Five Timeless Lessons from Bill Gates, Andy Grove, and Steve  Jobs

by David Yoffie and Michael Cusumano

Categories:
CTO,
Engineering Manager,
Product Manager,
Startup Founder

How strongly do I recommend Strategy Rules?
8 / 10

Review of Strategy Rules

Modern software development is about building lovable products. The boom of UX. Seamless experiences.

We think about the iPod and iPhone as amazing, revolutionary products. And they were. But they also existed as part of larger strategies influenced by competitors and market shifts.

Strategy Rules is a good book for someone ready to look beyond the product.



Great strategy starts with a vision for the  future

What do you want the future to look like? Not six months from now, but years from now. That’s your vision.

Leaders translate vision into an actual strategy that manifests itself as activity within the company – building products, entering markets, and allocating resources.

Foster internal debate

Millions of people consider Steve Jobs a product visionary. Creative genius and dictator.

That is one way to manage. But most people aren’t Steve Jobs. More people are like Bill Gates and Andy Grove, benefiting from intense debate and rigorous analysis.

The book describes Gates at Microsoft executive retreats, where attendees would list and discuss nightmare scenarios that could break the company. Divergent thinking. War games. Experimentation.

All of these methods require vulnerability on behalf of the participants and acceptance of the unknown. Not everybody on your team is ready to participate in those conversations though, so you need to test the waters on a smaller scale first to assess their openness.

Look for inflection points and act immediately when you see  one

Inflection points are transformational periods within an industry. Customer expectations radically change with inflection points.

The rise of the internet or the iPad revolution are large scale inflection points, but your own industry probably experiences smaller inflection points as well.
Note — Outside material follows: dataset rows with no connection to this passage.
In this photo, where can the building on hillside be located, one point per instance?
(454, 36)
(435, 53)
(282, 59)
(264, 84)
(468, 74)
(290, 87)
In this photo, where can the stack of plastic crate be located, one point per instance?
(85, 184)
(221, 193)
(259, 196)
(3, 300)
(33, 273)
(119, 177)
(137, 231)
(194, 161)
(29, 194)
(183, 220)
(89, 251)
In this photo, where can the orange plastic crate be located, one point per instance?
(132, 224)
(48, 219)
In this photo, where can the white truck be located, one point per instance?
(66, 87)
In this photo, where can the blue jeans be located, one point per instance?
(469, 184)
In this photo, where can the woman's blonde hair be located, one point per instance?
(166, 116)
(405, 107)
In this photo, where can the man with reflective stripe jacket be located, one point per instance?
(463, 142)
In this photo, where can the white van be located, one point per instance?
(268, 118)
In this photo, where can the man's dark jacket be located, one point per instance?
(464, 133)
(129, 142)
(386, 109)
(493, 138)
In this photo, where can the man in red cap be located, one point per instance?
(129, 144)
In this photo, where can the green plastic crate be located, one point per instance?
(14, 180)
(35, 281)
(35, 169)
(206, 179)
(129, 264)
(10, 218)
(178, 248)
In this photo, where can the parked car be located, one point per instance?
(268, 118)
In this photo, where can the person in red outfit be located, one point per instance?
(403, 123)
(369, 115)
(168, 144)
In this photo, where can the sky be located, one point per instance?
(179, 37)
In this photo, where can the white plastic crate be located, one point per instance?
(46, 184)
When you recognize an inflection point is coming, you must commit to change. Not later, but right now.

Failure to commit may result in an existential crisis for your company.

Build platforms and ecosystems, not just  products

The authors write, “Great strategists, especially in technology markets, don’t just try to build great products or even great companies. Their goal is usually to build industry-wide platforms that bring together a broad ecosystem of partners engaged in complementary product and service innovation, as well as in related marketing, sales, service, and distribution.”
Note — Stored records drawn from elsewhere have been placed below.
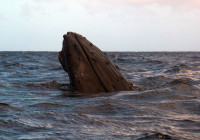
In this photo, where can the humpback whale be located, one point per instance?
(89, 69)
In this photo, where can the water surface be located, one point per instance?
(165, 103)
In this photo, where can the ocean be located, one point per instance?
(165, 102)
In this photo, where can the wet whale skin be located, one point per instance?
(89, 69)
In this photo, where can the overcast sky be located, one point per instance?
(112, 25)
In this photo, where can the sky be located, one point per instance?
(112, 25)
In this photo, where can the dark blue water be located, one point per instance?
(165, 103)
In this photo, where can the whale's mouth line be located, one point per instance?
(89, 60)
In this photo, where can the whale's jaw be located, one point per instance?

Gates and Jobs approached platforms and ecosystems differently. Gates went with open, modular pieces. Everyone laughs at the Steve Ballmer “DEVELOPERS! DEVELOPERS! DEVELOPERS!” video, but there’s a lot of truth to Ballmer’s word(s). Gates and Ballmer wanted platforms and ecosystems.
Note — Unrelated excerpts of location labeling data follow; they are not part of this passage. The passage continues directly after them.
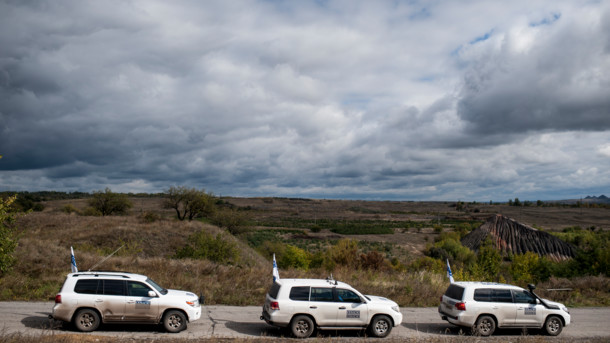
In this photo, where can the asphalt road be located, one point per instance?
(236, 321)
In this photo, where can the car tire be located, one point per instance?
(86, 320)
(174, 321)
(380, 326)
(485, 326)
(301, 326)
(553, 325)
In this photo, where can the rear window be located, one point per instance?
(455, 292)
(299, 293)
(274, 290)
(114, 287)
(493, 295)
(86, 286)
(321, 294)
Of course, Jobs famously went the other route and kept Apple closed. Both can work when executed well.

In both cases, Microsoft and Apple also built the complementary products necessary to make their breadwinner successful. Microsoft built Office: Word, Excel, and PowerPowerpoint – bundled together in 1990. Apple built Weather and Notes apps into iOS, not to mention Pages, Numbers, and Keynote for OSX.

The real advantage to platforms is that even when products die, platforms remain. Platforms are much more difficult to overtake. Platforms provide a moat.

Most people do not understand the potential of emerging  technologies

Focus groups and surveys provide little value, and perhaps negative value, when those being interviewed do not see the potential of a given technology.

Master strategists need to look past the user feedback and read between the lines. Look at the jobs to be done and how customers are currently solving those problems. Can your technology transform their solution?

The fundmental rule of strategy is getting your competition to avoid investment in areas where you intend to invest  heavily

Andy Grove successfully encouraged their competitors to lie dormant while Intel invested heavily in manufacturing capacity, providing his Intel with a competitive advantage when striking deals later on.

Fill the hard side of the marketplace first, usually the supply  side

Bill Gates says that Microsoft won the operating system wars because Microsoft worked directly with independent software companies and got them to write applications for Windows.

The supply side is often the hard side of the marketplace, named so because building density is much more difficult. There are far fewer developers building apps than there are people using those apps. You need both but the demand side will never come if there isn’t supply there. Build supply first.

Without a clear direction, you may become obsessed with minutiae that is irrelevant to customers and the  business

Successful strategists avoid the trap of working on low leverage tasks and projects. Sometimes these are pet projects of particular interest to the leader. Pay attention to the details, but do so selectively and with great discipline.

Some strategists start with tech, others start with customers. Both can  work.

Steve Jobs famously started with customer experience and worked backwards toward the technology. Conversely, Andy Grove and Bill Gates started with the technology and identified customer problems that the technology could solve. Both can work.

Break down the wals between those who have knowledge and those who have organizational  power

People with the most knowledge are usually in the best position to understand what needs to be done. Get these knowledgeable people as close as possible to the people empowered to make decisions.

Extend this thinking both inside and outside your organization. Bill Gates frequently went outside of Microsoft to talk with technical experts to enrich his understanding and fill knowledge gaps.